Qual a sua previsão em relação ao futuro da nossa democracia?
As democracias da Europa Ocidental, bem como a dos Estados Unidos, não estão ameaçadas por crises existenciais. Já na Europa Oriental e na América Latina, o quadro é diferente. Na Venezuela, uma democracia fraca e corrupta foi transformada, por populistas de esquerda, em um regime autoritário, ainda mais corrupto. A mesma afirmação vale também para a Nicarágua e, de forma menos acentuada, para o Equador e a Bolívia. Caso Bolsonaro coloque em prática suas afirmações antidemocráticas, a democracia brasileira estará da mesma forma em perigo.
As democracias liberais não sucumbirão. O ano 2020 não será como 1922 (Itália), nem como 1933 (Alemanha), 1936 (Espanha) ou 1973 (Chile).
Até hoje, valem as palavras de Sir Winston Churchill: “A democracia é o pior de todos os sistemas políticos, tirando aqueles que periodicamente estão sendo experimentados”.
O populismo representa a única ameaça à democracia brasileira?
Não, a desigualdade socioeconômica e a fraca segurança interna frente ao crime organizado e aos do cotidiano continuam sendo uma ameaça à democracia, principalmente para as classes sociais menos favorecidas.
Ao fim da entrevista, pedimos ao Prof. Merkel a responder com uma frase curta a algumas provocações.
- O populismo: O populismo tornou-se um desafio para a democracia.
- A democracia: A democracia não é perfeita, porém, é o único regime que permite a auto-governança das pessoas.
- Democracia versus populismo: As democracias estabelecidas são estáveis o suficiente para enfrentar os desafios trazidos pelo populismo.
- Brasil de hoje e a democracia: Houve um progresso notável da democracia no Brasil nos últimos 20 anos – hoje, porém, ela está ameaçada.
- Alemanha de hoje e a democracia: A República de Berlim é uma democracia melhor que a da República de Weimar ou que da República de Bonn.
- Brasil de hoje e o populismo: O Brasil está preparado o suficiente para resistir ao neopopulismo de direita de Bolsonaro.
- Alemanha de hoje e o populismo: O populismo de direita sempre existirá na Alemanha, no entanto, ele não ameaça a democracia de forma significativa.
por Ana Paula Katz Calegari
Prof.
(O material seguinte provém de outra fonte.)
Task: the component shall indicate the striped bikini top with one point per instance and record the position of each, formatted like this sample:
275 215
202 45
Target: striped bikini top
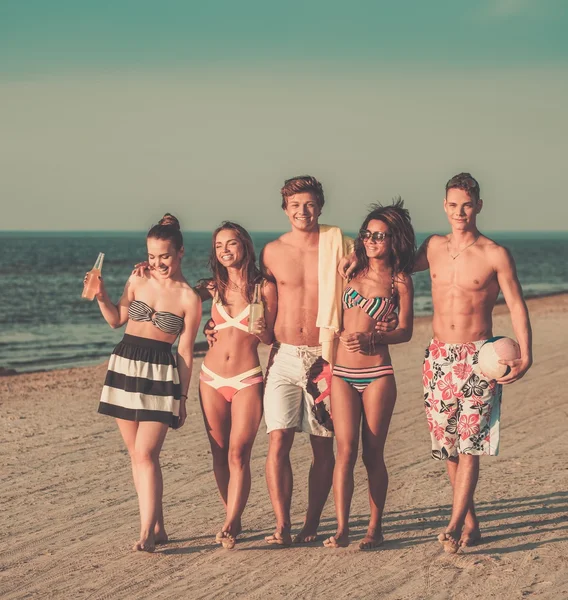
223 319
165 321
378 308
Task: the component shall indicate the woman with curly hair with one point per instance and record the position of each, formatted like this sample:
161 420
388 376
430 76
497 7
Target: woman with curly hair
231 382
363 389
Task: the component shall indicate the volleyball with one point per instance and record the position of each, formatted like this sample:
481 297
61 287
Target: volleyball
496 349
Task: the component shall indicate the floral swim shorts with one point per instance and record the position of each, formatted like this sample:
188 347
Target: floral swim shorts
462 406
Dr. Wolfgang Merkel
Diretor do programa de pesquisa “Democracia e Democratização” do Centro de Ciências Sociais WZB de Berlim, o Prof. Dr. Wolfgang Merkel concedeu uma entrevista ao DWIH São Paulo, trazendo pontos para reflexão sobre essa temática.
Prof. Dr. Wolfgang Merkel também é membro da Academia de Ciências de Humanidades de Berlim-Brandemburgo, entre outras instituições. Como autor e editor de diversos livros, publicou recentemente Democracy and Crisis: Challenges in Turbulent Times (Springer, 2018), co-editado com Sascha Kneip, e The Handbook of Political, Social and Economic Transformation, co-editado com Raj Kollmorgen e Hans-Jürgen Wagener (Oxford University Press, 2019).